Pour arriver à joindre les deux bouts et subvenir à leurs besoins essentiels, certains membres de ces minorités n'ont d'autres choix que d'accepter des emplois extrêmement difficiles comme le transport de carburant de part et d'autre de la frontière. On les appelle les kolbars ou les soukhtbars, selon qu'ils transportent des marchandises ou du carburant. C'est ce que font les Baloutchis et les Kurdes. Dans la plupart des cas, ils sont ciblés. Ils sont tués par le CGRI ou les gardes-frontières qui savent très bien que ce sont des gens démunis qui n'ont aucun moyen de se défendre. C'est ce qui a suscité des soulèvements importants au Baloutchistan et dans les villes kurdes, et c'est la raison pour laquelle le régime a si peur.
Vous avez cité le cas des Bahaïs. Au moment où on se parle... Pas plus tard qu'hier, je lisais un article nous apprenant qu'un autre champion de motocyclette bahaï s'était vu imposer une peine d'incarcération de huit ans. C'est vraiment chose courante. Ils n'ont pas le droit de faire des études supérieures, et on a fait état de leur triste sort à maintes reprises devant ce sous-comité et sur bien d'autres tribunes. Tous les membres des minorités religieuses et des minorités ethniques sont malheureusement lésés sur deux tableaux, d'abord parce qu'ils vivent en Iran et que la souffrance est le lot de tous les citoyens iraniens, et aussi parce qu'ils font partie d'un groupe minoritaire.

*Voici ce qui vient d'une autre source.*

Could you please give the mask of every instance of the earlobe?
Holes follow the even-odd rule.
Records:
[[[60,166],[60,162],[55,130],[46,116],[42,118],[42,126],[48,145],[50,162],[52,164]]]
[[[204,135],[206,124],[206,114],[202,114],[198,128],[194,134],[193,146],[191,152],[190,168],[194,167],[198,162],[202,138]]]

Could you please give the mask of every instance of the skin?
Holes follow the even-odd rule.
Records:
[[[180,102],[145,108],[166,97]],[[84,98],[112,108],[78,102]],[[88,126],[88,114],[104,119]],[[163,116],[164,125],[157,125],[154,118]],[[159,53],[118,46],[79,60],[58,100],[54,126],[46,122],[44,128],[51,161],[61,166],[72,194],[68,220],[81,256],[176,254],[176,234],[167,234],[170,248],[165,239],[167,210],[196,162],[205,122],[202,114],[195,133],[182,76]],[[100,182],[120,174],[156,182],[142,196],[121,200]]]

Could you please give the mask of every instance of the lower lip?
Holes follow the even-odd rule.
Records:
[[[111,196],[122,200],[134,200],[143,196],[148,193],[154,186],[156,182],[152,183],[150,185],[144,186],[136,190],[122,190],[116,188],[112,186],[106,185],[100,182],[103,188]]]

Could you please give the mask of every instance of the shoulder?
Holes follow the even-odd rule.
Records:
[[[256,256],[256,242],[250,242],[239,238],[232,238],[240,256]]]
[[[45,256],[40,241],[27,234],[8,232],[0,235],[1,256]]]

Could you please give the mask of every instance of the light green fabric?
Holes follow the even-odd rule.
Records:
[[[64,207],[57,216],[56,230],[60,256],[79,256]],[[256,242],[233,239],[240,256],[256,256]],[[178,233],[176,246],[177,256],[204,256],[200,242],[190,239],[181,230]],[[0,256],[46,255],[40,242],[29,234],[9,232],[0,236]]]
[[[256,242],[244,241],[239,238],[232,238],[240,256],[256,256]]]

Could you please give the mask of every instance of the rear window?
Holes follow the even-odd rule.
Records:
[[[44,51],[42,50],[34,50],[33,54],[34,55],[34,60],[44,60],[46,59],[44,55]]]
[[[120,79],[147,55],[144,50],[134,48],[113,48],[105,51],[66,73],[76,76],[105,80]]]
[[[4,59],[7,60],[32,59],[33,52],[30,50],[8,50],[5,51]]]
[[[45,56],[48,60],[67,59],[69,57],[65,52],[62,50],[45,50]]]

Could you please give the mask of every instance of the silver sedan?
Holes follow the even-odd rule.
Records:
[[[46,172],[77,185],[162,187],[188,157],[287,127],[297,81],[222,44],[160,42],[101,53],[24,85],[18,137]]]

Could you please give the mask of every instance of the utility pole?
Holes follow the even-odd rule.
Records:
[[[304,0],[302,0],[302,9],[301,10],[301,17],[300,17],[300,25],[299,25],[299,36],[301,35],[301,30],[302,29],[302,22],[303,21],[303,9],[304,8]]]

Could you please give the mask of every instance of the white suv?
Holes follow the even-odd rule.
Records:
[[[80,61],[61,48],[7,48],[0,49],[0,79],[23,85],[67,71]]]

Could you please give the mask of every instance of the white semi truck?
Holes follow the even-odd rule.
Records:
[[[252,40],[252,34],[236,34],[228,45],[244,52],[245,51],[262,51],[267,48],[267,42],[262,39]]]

Dans le cas de M. Navid Afkari, un champion de lutte, le monde entier s'est mobilisé pour le sauver, mais ces protestations en provenance du Canada et de bien d'autres endroits sont malheureusement tombées dans l'oreille de sourds au sein du régime iranien du fait qu'il était devenu un symbole de la résistance et qu'il avait participé au soulèvement de 2018. Il faut également constater avec grand regret que ses deux frères ont été incarcérés et sont toujours derrière les barreaux, comme je l'indiquais précédemment.
Voilà maintenant que le reste de sa famille, y compris sa très courageuse soeur, Mme Elham Afkari, choisit de s'exprimer publiquement. Même si elle a été intimidée, arrêtée, harcelée et victime de toutes sortes de préjudices physiques et moraux, elle a décidé de dénoncer publiquement la situation. Elle a notamment déclaré il y a quelques jours à peine: « Je vais voter pour que ce régime soit renversé parce que ces gens‑là ont tué mon frère et infligé des souffrances à mes deux autres frères ».
À ce sujet, dans la réponse que j'ai reçue personnellement du ministre des Affaires étrangères à la suite de l'exécution de M. Afkari, on m'a indiqué que le Canada s'occupe du cas des deux frères incarcérés.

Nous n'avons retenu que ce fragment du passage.